Rebalancing

  

Rebalancing ist eine ganzheitliche manuelle Körpertherapie, die den Menschen als Ganzes berühren möchte.

Geschichte:

Manuelle Körpertherapien sind so alt wie der Mensch selbst. Rebalancing entstand Ende der 1970er in dem Osho (Bhagwan Shree Rajneesh) Ashram in Poona (Indien). Anleihen wurden vor allem beim Rolfing genommen und durch Ideen aus Akupunktur, Alexander Technik, Feldenkrais, Meditation, Osteopathie, Polarity, Postural Integration, Shiatsu und Trager ergänzt. Anfang der 1980er festigte sich das Konzept und wird seitdem in Schulen gelehrt. Mittlerweile gibts auch eigenständige Schulen, die leicht abweichend dieses Konzept lehren.

Wirkungsweise:

Es werden tiefe Bindegewebsmassage, Atemarbeit, Energiearbeit, Gelenkmobilisation kombiniert. Der Therapeut sieht den Patienten als Einheit von Körper, Seele und Geist.

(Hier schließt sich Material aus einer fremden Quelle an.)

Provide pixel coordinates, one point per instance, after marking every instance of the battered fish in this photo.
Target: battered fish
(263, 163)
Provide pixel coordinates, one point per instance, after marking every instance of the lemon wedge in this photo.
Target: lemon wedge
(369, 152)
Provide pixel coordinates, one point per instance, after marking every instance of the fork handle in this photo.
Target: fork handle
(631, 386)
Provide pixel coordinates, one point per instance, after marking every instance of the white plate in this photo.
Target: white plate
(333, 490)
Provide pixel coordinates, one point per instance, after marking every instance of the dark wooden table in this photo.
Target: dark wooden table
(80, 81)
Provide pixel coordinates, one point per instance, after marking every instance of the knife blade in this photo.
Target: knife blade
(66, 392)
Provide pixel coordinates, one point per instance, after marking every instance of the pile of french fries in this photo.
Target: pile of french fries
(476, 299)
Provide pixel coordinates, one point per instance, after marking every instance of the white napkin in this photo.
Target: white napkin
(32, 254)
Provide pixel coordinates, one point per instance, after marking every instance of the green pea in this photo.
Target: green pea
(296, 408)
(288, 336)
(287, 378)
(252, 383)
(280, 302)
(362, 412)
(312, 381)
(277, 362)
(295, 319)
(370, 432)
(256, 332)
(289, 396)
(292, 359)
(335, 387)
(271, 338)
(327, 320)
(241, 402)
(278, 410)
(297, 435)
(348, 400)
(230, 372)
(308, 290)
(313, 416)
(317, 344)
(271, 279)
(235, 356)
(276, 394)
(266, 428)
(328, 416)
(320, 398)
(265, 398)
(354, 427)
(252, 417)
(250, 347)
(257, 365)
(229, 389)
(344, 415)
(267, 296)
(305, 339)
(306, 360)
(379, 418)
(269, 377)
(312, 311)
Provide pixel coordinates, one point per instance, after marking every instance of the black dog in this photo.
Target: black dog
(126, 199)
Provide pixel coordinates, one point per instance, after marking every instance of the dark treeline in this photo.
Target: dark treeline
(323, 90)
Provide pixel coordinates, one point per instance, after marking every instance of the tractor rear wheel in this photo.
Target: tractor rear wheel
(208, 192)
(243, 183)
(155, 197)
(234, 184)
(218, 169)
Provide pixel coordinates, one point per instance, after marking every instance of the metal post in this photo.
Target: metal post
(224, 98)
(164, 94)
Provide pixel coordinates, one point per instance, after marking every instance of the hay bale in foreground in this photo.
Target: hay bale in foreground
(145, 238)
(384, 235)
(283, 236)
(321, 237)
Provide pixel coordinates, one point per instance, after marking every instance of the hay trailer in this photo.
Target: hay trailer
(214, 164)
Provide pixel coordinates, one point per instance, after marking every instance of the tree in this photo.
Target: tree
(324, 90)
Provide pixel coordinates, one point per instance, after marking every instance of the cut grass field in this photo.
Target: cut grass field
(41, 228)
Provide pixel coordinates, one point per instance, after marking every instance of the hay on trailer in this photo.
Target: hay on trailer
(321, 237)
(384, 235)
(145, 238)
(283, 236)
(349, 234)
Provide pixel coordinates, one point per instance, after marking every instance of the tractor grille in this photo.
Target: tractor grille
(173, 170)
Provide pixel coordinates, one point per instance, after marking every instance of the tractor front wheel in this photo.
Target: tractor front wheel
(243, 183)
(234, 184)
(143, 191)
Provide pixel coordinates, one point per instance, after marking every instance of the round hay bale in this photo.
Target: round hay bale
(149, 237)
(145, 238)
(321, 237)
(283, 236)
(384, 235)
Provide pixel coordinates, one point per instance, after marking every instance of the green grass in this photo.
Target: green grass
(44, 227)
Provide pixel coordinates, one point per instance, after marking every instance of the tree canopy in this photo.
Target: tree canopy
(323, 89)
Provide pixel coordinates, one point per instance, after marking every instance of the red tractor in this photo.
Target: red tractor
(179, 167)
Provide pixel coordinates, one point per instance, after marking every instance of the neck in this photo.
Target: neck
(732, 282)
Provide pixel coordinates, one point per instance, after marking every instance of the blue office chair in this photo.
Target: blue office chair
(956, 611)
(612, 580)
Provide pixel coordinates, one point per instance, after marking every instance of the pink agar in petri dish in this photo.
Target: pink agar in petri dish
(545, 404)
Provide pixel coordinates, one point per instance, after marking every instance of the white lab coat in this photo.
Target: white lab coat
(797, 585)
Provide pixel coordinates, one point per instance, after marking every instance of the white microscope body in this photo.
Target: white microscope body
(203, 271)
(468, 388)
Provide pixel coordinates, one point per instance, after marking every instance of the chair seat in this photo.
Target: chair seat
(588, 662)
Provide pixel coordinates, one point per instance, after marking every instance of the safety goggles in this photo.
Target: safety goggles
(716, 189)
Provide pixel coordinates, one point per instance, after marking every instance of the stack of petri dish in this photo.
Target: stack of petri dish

Die Behandlung beginnt mit einem Gespräch, anschliessend wird der Patient mit den Händen untersucht. Nach der Diagnose wird der Patient den Behandlungsebenen mal sanft mal kräftig massiert. Wichtig ist, dass der Patient die Berührungen akzeptiert.

Körperliche Verspannungen und Verkrampfungen werden gelöst. Energie fliesst durch den Körper, da psychische Blockaden gelöst werden. Die innere Einstellung ändert sich.

Meistens wird in einer 10er Serie (10 Sitzungen) von aussen nach innen behandelt. Eine Sitzung dauert ca. 90 Minuten

Anwendung bei:

Fehlhaltungen, Depression, Unruhe, Stress, Müdigkeit, Schmerzen und Verspannungen in der Muskulatur, Kopfschmerzen, Rückenschmerzen, Ischiasbeschwerden

Vorbeugung, Verbesserung der Köperhaltung und geschmeidigere Bewegungen, Durchblutungsförderung

Risiken:

keine bekannt.

Kein Rebalancing bei:

keine Einschränkungen bekannt.

Wer behandelt?

Rebalancing-Körpertherapeuten, geschulte Heilpraktiker und Ärzte.